I want to make a thread wait until a multithread queue is not empty. The queue has only one producer and one consumer. The producer places tasks in the queue when available but the producer has to wait until two or more tasks have been gathered. The reason why I don't just use the get method twice in order to retrieve two tasks is because it over complicates the flow of the algorithm. That cannot be depicted in the snippet bellow though, because obviously it's just an oversimplified example.
I need to know that the queue is not empty so that I can compare the peak of the queue (without removing it) with the element I just removed with get
How it could be done with sleep:
while myQueue.empty():
sleep(0.05)
How can I do that without using sleep?
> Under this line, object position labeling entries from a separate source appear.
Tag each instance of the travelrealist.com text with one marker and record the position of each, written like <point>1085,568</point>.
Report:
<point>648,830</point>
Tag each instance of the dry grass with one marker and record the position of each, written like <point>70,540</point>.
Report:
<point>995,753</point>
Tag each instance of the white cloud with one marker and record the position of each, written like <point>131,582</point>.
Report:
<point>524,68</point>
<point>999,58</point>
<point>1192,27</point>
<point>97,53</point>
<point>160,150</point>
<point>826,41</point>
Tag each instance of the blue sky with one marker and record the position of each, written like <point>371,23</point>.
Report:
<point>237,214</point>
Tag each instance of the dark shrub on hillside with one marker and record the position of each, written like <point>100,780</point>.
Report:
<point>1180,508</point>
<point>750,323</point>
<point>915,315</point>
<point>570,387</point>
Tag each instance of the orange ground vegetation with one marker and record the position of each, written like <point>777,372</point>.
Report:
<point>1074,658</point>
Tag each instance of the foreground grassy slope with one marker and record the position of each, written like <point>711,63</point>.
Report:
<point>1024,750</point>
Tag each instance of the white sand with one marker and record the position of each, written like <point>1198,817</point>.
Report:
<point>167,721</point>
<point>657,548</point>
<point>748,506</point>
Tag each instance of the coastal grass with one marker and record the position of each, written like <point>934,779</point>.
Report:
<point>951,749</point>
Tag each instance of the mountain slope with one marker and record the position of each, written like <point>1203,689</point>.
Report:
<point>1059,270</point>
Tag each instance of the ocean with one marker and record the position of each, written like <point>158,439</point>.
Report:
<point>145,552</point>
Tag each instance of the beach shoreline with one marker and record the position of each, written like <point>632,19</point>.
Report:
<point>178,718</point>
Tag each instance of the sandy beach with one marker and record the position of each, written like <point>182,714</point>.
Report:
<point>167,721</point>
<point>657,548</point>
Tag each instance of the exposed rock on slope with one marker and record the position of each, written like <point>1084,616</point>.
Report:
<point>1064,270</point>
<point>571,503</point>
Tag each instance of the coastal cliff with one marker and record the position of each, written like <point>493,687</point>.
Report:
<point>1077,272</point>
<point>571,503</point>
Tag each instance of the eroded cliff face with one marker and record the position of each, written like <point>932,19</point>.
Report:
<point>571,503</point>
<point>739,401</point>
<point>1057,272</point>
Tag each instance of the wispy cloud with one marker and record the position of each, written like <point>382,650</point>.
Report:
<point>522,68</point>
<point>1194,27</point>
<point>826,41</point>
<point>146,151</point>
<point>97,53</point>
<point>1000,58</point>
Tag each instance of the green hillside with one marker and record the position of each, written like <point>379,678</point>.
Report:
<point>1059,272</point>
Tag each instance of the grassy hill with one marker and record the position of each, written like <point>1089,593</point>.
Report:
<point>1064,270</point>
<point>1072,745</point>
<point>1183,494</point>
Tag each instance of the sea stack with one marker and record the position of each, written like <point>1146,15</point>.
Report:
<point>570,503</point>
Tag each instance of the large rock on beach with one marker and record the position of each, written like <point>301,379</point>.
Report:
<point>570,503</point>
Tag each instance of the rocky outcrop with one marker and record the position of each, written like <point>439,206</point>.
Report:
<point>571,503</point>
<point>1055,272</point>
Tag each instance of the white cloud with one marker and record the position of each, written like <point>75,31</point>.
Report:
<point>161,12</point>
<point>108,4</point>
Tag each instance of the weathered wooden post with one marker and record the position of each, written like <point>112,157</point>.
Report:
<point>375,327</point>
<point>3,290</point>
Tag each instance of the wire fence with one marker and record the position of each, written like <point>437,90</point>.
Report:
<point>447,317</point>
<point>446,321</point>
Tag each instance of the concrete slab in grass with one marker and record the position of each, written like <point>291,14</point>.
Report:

Should I use event.wait()? If yes, I cannot figure out how I should properly use the event.clear() command. Since the thread that I want to make wait is also the consumer and I cannot be sure whether the queue is empty. Even if I use queue.empty() to check.
Essentially, it seems you need to implement the Queue.peek() method, that would return the next element in the queue without actually removing it.
This method is not available in the standard Queue object, but you can inherit and expand it without problems:
from Queue import Queue
class VoyeurQueue(Queue):
def peek(self, block=True, timeout=None):
# ...
Now for the contents of new peek() method, you can simply copy-paste the contents of get() method of the base Queue object with some modifications. You can find it at /usr/lib/python?.?/Queue.py if you're on Linux, or %PYTHONPATH%/lib/Queue.py if you're on Windows (not sure about the latter as I'm currently on Linux machine and cannot check). In my copy of Python 2.7, the get() method is implemented as:
def get(self, block=True, timeout=None):
# ... lots of comments
self.not_empty.acquire()
try:
if not block:
if not self._qsize():
raise Empty
elif timeout is None:
while not self._qsize():
self.not_empty.wait()
elif timeout < 0:
raise ValueError("'timeout' must be a non-negative number")
else:
endtime = _time() + timeout
while not self._qsize():
remaining = endtime - _time()
if remaining <= 0.0:
raise Empty
self.not_empty.wait(remaining)
item = self._get()
self.not_full.notify()
return item
finally:
self.not_empty.release()
def _get(self):
return self.queue.popleft()
Now, for differences. You don't want to remove the element, so instead of _get() we define the following:
def _peek(self):
return self.queue[0]
And in the peek() method, we still use the self.not_empty Condition but we no longer need the self.not_full.notify(). So the resulting code will look like:
from Queue import Queue
class VoyeurQueue(Queue):
def peek(self, block=True, timeout=None):
self.not_empty.acquire()
try:
if not block:
if not self._qsize():
raise Empty
elif timeout is None:
while not self._qsize():
self.not_empty.wait()
elif timeout < 0:
raise ValueError("'timeout' must be a non-negative number")
else:
endtime = _time() + timeout
while not self._qsize():
remaining = endtime - _time()
if remaining <= 0.0:
raise Empty
self.not_empty.wait(remaining)
item = self._peek()
return item
finally:
self.not_empty.release()
def _peek(self):
return self.queue[0]
You can use a semaphore, initialized at zero, in parallel to the queue. Let say for example mySemaphore = threading.Semaphore(0). By default the thread calling mySempahore.acquire() will be blocked as the semaphore is zero without touching the queue. Then when you put someting in the queue, you can call mySemaphore.release() that will allow one thread to execute (util the next loop is suppose).
Just myQueue.get(block=True) will bock your thread (stop its execution) until there is something to retrieve from the queue. When an item is availabe in the queue it will be returned by this call. You can add a timeout in case you want to exit if the queue is never feed.
See https://docs.python.org/3/library/queue.html#queue.Queue.get.
I want to make a thread wait until a multithread queue is not empty.
I want to avoid retrieving the next object, that's why I am not using the get method
If you don't mind using a sentinel object (I use one I name Done to tell my consumer thread we're done so it can wrap up.)
Start = object() # sentinel object on global scope.
in producer:
queue.put(Start)
and in worker:
item = queue.get() # blocks until something received
if item is Start:
print('we have now started!')
I'm not sure why you'd do that though, but this does seem to do what you want it to do.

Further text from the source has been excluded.